Smart Buys. Before our daughter was born, my wife, Ana, purchased a few items whose value and effectiveness I didn’t initially understand, but now I highly recommend them.

  • A Boppie pillow is very versatile for feedings and naps.
  • A swing soothes a baby.
  • Bassinets help a child sleep.
  • Rocking chairs help during feedings and to put a baby to sleep.
  • A camera with a motion sensor helps you feel comfortable when your child is in a different room. Fair warning: the motion sensor may startle you in the beginning. I jumped out of bed the first time I heard the noise.

Zippers Are Easy. When changing Mariana’s diapers, onesies with zippers are much more convenient and easier to use than onesies with buttons, especially when there is limited light in middle of the night and you’re really tired.

Sing. Music, singing, and humming help soothe Mariana.

Move Around. Walking up and down the stairs helps Mariana to relax and puts her sleep.
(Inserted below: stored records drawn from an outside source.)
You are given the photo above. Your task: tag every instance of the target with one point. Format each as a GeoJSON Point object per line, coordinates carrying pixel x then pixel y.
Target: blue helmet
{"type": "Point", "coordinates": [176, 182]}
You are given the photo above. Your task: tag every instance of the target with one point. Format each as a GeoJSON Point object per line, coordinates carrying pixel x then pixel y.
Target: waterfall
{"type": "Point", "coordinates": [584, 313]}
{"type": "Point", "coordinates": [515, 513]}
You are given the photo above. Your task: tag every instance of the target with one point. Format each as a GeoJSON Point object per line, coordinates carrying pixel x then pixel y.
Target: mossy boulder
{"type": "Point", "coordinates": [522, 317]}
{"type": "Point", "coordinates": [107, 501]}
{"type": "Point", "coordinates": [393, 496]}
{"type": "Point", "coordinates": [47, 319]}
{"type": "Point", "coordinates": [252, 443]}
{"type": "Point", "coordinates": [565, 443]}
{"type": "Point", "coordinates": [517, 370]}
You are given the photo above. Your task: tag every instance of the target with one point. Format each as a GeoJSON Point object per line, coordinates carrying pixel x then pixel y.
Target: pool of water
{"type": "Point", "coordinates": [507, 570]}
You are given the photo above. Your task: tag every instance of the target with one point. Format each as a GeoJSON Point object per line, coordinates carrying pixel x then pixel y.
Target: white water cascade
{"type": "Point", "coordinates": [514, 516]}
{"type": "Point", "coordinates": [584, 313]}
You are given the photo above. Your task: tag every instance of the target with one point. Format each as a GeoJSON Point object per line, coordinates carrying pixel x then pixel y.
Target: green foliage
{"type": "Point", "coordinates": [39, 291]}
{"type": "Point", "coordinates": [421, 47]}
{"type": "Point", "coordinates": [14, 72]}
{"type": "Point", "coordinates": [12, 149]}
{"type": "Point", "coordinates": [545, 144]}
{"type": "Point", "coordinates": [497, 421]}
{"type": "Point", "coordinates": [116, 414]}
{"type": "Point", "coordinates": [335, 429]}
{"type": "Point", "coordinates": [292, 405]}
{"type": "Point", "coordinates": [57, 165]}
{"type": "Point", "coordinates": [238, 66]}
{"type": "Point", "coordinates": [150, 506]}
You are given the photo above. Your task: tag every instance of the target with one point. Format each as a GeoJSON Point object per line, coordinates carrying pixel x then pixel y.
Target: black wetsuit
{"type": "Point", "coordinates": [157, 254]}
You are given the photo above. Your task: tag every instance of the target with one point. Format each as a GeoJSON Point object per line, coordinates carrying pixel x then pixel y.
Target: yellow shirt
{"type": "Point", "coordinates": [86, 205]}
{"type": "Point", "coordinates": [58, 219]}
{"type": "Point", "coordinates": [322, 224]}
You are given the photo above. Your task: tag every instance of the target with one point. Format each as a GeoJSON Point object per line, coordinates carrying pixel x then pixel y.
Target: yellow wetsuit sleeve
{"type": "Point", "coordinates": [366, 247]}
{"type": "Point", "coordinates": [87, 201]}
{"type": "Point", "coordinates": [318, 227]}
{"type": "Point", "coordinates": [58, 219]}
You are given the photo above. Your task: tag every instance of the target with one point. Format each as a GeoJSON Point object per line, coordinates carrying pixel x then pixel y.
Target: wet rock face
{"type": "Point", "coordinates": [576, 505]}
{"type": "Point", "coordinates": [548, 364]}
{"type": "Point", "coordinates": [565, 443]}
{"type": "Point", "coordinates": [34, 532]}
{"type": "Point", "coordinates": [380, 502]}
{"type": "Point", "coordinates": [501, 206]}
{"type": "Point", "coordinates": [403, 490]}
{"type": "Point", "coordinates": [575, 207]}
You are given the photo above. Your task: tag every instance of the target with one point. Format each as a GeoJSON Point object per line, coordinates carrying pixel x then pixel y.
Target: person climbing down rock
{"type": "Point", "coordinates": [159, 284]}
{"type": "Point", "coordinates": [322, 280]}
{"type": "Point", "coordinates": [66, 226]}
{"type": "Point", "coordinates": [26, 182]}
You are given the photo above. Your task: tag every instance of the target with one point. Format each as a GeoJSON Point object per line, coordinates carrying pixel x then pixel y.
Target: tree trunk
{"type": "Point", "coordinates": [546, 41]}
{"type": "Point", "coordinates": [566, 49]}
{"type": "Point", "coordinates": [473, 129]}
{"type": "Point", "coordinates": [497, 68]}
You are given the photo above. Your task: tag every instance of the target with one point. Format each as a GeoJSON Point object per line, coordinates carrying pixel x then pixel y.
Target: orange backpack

Learn Your Baby’s Routine. I’ve learned a great routine to help Mariana sleep several hours at night that includes:

  • Dimming the lights.
  • Turning on music.
  • Diaper change.
  • Feeding.
  • Burping.
  • Walking the stairs.

Accept Help. My mother-in-law has been very helpful. She’s been staying with us since a few weeks prior to Ana’s delivery, and has helped a lot. I recommend accepting any help you are offered by family or friends.